The use of "maggot" in the name of musical pieces started in the early 1700's. The rather unlikely coupling of the name for a grub with a light tune meant for dancing is a little less bizarre when we note that, starting in the early 1600's, "maggot" was used figuratively to mean "a fanciful whim or silly idea." The logic behind this sense of "maggot" was, you guessed it, that crazy ideas were jokingly said to be the result of having maggots cavorting in one's cranium, the 17th century equivalent of "bats in the belfry." Thus, a whimsical or "unserious" bit of music was jocularly christened "Dick's Maggot" or whatever.

Speaking of "maggots," incidentally, one early form of the word was "mawk," and "mawkish" originally meant to be disgusted, as if by putrid meat. Only in the 18th century did "mawkish" come to mean "disgustingly oversentimental."


Dude be wack.

Dear Word Detective: A while back I asked whether you knew the origin of the word "nuts," like I'm going right now waiting for your answer. Why is a peculiar or insane person called a "nut"? Does it have some connection with the expression that someone is a little "squirrely"? -- Paul Schroeter, via the internet.

I'm glad you sent your question again, because evidently I didn't receive it the first time. Of course, it's remotely possible that I accidentally erased it along with the 900 or so items of junk mail I get every day. Were you by any chance trying to sell me carpet remnants or condos in Wyoming somewhere in your message?

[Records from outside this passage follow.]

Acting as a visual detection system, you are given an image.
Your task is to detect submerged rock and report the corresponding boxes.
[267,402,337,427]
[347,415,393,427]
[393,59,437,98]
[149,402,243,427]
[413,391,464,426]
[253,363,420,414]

In any case, we're on the same page now, and that's what counts. "Nut" in its original sense, i.e., peanuts, cashews, etc., is a very old word. Its ultimate source was probably the Indo-European root "knu," which meant "lump." The Latin word for nut, "nux," eventually gave us the words "nucleus" and "nuclear." The English word "nut" first appeared around 875 A.D. See? Told you it was old.

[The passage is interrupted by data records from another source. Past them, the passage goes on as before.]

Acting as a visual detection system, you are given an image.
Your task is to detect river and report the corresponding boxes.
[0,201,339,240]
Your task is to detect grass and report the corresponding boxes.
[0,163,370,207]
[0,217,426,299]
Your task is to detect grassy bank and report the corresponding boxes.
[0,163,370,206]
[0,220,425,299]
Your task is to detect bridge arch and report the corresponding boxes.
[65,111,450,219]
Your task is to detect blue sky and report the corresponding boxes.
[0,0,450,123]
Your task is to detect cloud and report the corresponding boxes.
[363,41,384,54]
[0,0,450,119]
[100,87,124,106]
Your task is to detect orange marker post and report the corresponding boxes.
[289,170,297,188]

Since nuts play such a large role in our daily life and diet (at least they do in mine), it wasn't long before we started using "nut" in all sorts of non-literal, figurative senses. By around 1300, "nut" meant anything inconsequential. Later on we reconsidered, and "nut" was used to mean a difficult situation or problem ("a tough nut to crack").

By the mid-1800s, we were using "nut" to mean a person's head, and around the same time we decided that someone not quite right in the old noggin was "off his nut" or simply "nuts."

As for "squirrely" meaning "crazy," there is no direct linguistic connection with "nuts," although the obvious link between squirrels and nuts has probably spawned ten thousand tedious jokes. "Squirrely," which first appeared in the 1920s, simply means something which (or someone who) acts like a squirrel, and is defined by the Oxford English Dictionary as "Inclined to rush this way and that, unpredictable. Of a person: demented, crazy; jumpy, nervy."